Let’s step back for a moment and examine the origins of this horseracing legend. Northern Dancer, a beautiful bay stallion, was foaled on May 27, 1961 to the stallion Nearctic and the mare Natalma. Both parents boasted distinguished pedigrees: Nearctic won the Sovereign Award for Horse of the Year in 1958 while Natalma’s sire was the highly regarded thoroughbred Native Dancer. So it was that the birth of Northern Dancer was greeted with much joy by his owner, E.P. Taylor of Canada’s Windfields Farm.
Taylor’s hopes were shortly to be realized, perhaps beyond his great expectations: after winning several races as a two-year-old including the Coronation Futurity Stakes, Northern Dancer tore up the track in 1964, winning the Flamingo Stakes, the Florida Derby, the Blue Grass Stakes, the Kentucky Derby, the Preakness Stakes, and finally Canada’s most prominent race, the Queen’s Plate. Over his 2-year racing career encompassing 18 major races, Northern Dancer won 14, placed in 2 and showed in 2. Incredibly, he never finished worse than third!

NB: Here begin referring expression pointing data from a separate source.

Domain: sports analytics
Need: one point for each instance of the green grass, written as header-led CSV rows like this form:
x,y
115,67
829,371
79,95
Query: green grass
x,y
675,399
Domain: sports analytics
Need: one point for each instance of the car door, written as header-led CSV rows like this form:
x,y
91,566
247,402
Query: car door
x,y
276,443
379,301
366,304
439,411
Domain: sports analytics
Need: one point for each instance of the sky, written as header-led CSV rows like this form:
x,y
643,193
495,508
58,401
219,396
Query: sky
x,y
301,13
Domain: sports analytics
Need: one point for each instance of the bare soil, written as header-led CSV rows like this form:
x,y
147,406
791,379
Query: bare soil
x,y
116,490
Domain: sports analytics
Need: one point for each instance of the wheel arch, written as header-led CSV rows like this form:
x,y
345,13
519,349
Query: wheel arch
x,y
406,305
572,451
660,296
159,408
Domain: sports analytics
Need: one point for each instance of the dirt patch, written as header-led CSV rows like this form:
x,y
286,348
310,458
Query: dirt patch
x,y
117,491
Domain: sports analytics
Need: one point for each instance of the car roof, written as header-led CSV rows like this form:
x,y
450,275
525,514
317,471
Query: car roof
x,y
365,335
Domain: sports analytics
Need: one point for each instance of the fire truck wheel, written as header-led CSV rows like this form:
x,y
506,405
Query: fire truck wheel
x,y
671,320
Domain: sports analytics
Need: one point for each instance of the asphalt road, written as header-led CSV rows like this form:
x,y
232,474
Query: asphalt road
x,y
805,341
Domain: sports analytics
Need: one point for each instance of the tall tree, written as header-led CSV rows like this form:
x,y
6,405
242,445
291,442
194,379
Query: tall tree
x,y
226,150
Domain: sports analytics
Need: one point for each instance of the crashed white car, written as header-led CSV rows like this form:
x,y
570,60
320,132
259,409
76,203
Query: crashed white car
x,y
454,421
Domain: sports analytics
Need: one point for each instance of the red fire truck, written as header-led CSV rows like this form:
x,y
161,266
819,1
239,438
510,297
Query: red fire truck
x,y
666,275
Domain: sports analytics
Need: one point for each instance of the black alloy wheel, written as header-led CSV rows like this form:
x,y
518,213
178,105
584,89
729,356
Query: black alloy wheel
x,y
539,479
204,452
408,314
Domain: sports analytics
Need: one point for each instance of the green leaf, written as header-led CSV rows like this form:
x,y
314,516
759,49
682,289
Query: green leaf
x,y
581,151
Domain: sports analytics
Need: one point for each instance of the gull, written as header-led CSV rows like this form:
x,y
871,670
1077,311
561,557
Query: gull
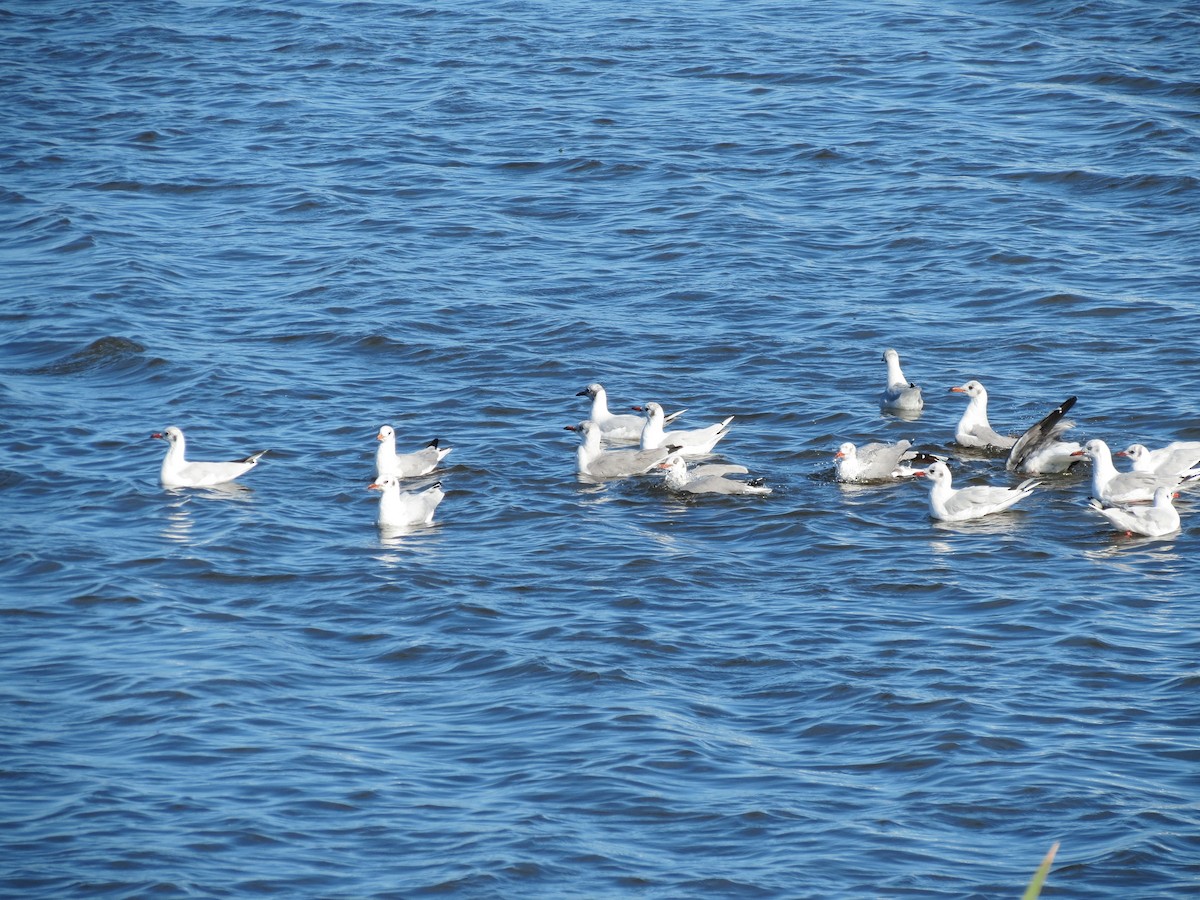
x,y
1151,521
973,429
1111,487
613,426
1041,450
403,509
699,442
900,394
959,505
875,461
421,462
708,479
593,460
1179,457
178,472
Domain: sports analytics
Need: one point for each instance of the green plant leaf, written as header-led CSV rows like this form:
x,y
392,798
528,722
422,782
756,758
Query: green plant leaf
x,y
1039,876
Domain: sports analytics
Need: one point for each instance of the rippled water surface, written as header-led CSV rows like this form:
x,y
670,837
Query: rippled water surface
x,y
283,225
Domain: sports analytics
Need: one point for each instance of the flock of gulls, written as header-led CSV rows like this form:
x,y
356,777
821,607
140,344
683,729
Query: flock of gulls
x,y
1138,501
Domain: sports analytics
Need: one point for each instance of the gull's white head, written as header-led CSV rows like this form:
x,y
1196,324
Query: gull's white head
x,y
972,389
383,484
171,435
592,390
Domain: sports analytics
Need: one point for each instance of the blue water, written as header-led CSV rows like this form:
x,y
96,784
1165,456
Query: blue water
x,y
283,225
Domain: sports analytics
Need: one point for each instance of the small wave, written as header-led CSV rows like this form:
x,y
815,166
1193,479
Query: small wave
x,y
105,353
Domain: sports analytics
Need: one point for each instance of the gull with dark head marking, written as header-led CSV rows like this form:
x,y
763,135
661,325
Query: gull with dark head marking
x,y
179,472
1153,521
876,461
959,505
973,429
1180,457
707,479
616,427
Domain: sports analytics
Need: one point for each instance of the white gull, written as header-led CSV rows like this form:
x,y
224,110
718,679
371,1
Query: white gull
x,y
616,426
900,393
973,429
707,479
958,505
1180,457
403,509
1113,487
1153,521
591,459
875,461
697,442
420,462
178,472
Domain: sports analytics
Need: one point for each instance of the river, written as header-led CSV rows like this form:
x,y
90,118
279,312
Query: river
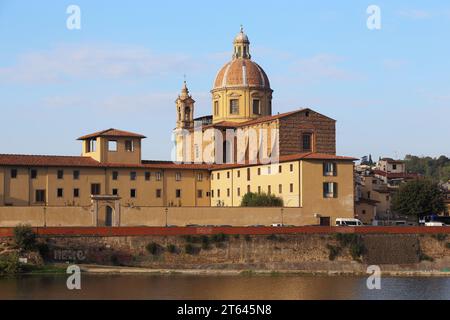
x,y
222,287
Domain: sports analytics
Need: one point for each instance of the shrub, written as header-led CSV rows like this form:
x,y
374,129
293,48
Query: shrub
x,y
9,264
251,199
24,237
172,248
154,248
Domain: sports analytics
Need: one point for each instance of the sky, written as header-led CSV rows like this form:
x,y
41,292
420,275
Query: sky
x,y
388,88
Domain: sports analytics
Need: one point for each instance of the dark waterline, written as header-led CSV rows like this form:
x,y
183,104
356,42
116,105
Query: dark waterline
x,y
221,287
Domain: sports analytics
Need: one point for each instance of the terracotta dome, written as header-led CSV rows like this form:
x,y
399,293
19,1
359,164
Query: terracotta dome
x,y
241,73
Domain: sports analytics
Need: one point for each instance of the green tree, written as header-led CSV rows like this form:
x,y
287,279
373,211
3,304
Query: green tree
x,y
419,198
251,199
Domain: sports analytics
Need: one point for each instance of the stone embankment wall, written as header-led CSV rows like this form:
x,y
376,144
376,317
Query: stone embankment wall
x,y
308,252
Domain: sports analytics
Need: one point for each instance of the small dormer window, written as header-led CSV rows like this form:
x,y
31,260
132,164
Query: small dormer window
x,y
112,145
129,145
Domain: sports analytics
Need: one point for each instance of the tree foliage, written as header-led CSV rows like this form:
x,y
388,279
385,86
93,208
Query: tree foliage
x,y
437,169
251,199
418,198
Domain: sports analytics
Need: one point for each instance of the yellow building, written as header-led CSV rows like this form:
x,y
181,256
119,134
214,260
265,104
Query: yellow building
x,y
110,173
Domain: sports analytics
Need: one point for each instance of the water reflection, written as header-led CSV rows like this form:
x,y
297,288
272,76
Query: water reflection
x,y
221,287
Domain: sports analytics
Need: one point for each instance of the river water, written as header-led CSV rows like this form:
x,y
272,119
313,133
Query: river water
x,y
222,287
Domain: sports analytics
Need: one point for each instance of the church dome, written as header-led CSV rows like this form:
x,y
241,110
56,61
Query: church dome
x,y
241,72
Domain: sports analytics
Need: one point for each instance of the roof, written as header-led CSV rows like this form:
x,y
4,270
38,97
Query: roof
x,y
112,133
287,158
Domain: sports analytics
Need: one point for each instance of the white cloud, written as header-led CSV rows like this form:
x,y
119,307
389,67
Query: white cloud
x,y
93,62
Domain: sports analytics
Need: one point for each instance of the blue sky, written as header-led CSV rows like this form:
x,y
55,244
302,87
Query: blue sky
x,y
388,89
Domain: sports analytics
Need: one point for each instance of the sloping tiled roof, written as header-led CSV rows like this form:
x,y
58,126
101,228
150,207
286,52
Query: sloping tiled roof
x,y
112,133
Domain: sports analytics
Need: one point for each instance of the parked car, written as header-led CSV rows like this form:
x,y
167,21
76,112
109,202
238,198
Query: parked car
x,y
348,222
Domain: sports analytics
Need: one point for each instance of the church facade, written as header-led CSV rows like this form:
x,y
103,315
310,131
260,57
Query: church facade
x,y
215,162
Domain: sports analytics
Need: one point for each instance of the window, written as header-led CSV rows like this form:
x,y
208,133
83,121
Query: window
x,y
40,195
95,189
330,190
306,142
129,145
112,145
90,145
216,108
234,106
329,169
256,107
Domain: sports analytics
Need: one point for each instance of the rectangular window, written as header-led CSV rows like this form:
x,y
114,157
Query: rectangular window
x,y
95,189
112,145
256,106
330,189
329,169
40,195
216,108
306,142
129,145
234,106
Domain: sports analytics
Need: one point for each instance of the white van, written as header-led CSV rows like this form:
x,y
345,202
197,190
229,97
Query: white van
x,y
348,222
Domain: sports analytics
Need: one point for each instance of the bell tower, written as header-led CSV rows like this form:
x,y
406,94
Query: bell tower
x,y
185,109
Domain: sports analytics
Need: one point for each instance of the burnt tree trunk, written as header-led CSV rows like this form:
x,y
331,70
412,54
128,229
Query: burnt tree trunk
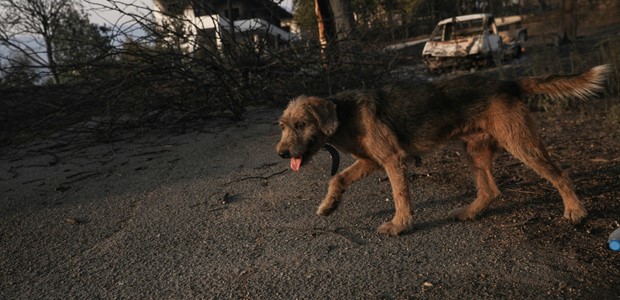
x,y
568,17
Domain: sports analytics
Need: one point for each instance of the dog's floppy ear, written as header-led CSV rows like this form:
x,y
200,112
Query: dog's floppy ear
x,y
325,113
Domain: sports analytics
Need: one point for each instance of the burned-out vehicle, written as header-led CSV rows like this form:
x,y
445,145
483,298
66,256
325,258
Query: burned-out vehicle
x,y
472,41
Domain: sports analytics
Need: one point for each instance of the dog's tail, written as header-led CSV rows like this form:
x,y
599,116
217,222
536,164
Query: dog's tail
x,y
581,85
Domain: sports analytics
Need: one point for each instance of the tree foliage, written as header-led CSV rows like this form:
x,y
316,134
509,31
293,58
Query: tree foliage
x,y
49,33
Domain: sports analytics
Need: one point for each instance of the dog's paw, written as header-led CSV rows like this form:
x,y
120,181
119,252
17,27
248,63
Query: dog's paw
x,y
326,209
391,229
575,215
461,214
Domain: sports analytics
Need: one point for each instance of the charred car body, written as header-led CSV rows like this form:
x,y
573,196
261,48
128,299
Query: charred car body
x,y
471,41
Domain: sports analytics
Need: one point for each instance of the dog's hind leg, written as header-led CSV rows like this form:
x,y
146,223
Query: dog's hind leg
x,y
396,171
517,134
357,171
480,150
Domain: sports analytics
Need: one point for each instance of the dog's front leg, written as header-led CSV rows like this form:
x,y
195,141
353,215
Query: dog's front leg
x,y
397,173
357,171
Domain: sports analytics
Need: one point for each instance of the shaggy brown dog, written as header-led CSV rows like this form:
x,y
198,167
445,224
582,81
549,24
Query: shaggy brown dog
x,y
383,128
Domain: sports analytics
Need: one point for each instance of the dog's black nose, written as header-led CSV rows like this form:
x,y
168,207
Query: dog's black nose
x,y
285,154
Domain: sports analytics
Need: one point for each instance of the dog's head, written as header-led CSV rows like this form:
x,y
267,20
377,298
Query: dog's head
x,y
306,124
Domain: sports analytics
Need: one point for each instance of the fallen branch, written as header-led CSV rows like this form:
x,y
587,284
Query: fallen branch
x,y
256,177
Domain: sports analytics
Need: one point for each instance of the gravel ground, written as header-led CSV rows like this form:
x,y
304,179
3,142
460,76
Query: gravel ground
x,y
212,212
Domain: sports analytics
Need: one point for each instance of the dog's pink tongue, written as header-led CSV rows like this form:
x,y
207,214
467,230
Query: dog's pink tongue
x,y
295,163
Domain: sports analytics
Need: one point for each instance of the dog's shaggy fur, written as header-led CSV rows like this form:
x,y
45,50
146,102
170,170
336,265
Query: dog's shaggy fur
x,y
383,128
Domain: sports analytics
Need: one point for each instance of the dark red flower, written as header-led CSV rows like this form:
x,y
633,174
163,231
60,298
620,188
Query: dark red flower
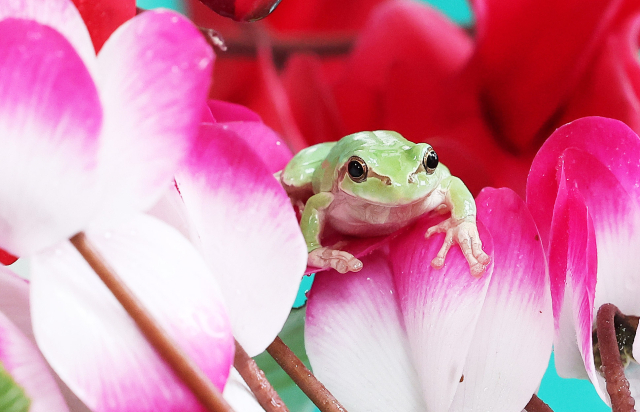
x,y
486,101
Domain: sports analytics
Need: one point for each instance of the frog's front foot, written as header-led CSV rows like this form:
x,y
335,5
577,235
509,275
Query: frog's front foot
x,y
339,260
465,233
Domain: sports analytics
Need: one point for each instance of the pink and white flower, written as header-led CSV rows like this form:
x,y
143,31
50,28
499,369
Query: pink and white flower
x,y
401,335
584,193
86,143
228,203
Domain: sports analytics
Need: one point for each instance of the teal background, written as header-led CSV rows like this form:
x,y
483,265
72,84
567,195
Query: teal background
x,y
562,395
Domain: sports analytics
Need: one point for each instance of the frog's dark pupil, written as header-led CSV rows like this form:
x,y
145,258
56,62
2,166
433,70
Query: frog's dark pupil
x,y
432,160
355,169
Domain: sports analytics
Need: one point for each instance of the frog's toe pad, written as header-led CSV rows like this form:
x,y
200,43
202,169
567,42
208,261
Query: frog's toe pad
x,y
339,260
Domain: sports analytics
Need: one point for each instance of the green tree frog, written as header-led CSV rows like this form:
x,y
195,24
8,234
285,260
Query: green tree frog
x,y
374,183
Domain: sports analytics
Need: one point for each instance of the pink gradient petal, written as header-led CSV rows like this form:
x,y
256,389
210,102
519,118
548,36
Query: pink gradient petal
x,y
514,332
264,142
248,233
440,308
225,112
20,357
156,70
616,220
610,141
95,347
572,266
611,87
356,341
50,118
60,15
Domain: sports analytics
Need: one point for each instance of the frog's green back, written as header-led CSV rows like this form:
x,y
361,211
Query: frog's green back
x,y
299,171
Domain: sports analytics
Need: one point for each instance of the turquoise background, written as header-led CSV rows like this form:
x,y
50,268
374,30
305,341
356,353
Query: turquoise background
x,y
562,395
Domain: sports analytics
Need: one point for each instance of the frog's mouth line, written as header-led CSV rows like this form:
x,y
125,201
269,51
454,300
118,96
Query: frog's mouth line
x,y
397,202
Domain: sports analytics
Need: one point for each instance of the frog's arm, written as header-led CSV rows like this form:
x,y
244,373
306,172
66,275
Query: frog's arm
x,y
461,227
311,224
313,218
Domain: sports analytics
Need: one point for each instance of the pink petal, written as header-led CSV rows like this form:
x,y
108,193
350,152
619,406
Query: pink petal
x,y
610,141
264,142
50,118
440,308
248,233
356,341
156,70
225,112
572,267
616,219
60,15
511,345
611,86
18,354
94,345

After closing out his stellar racing career, Northern Dancer enjoyed a busy retirement at stud, siring amazing 146 stakes winners and fathering a legendary bloodline that includes champions such as Nijinsky II, Secreto, Sadler’s Wells and Fanfreluche. His duties continued up until 1986 – a stretch of more than 20 years – when this already legendary sire of racing champions was allowed to relax all responsibilities. Northern Dancer died at peace in 1990 and is memorialized today with a life-size bronze statue that stands proudly at Canada’s Woodbine Racetrack.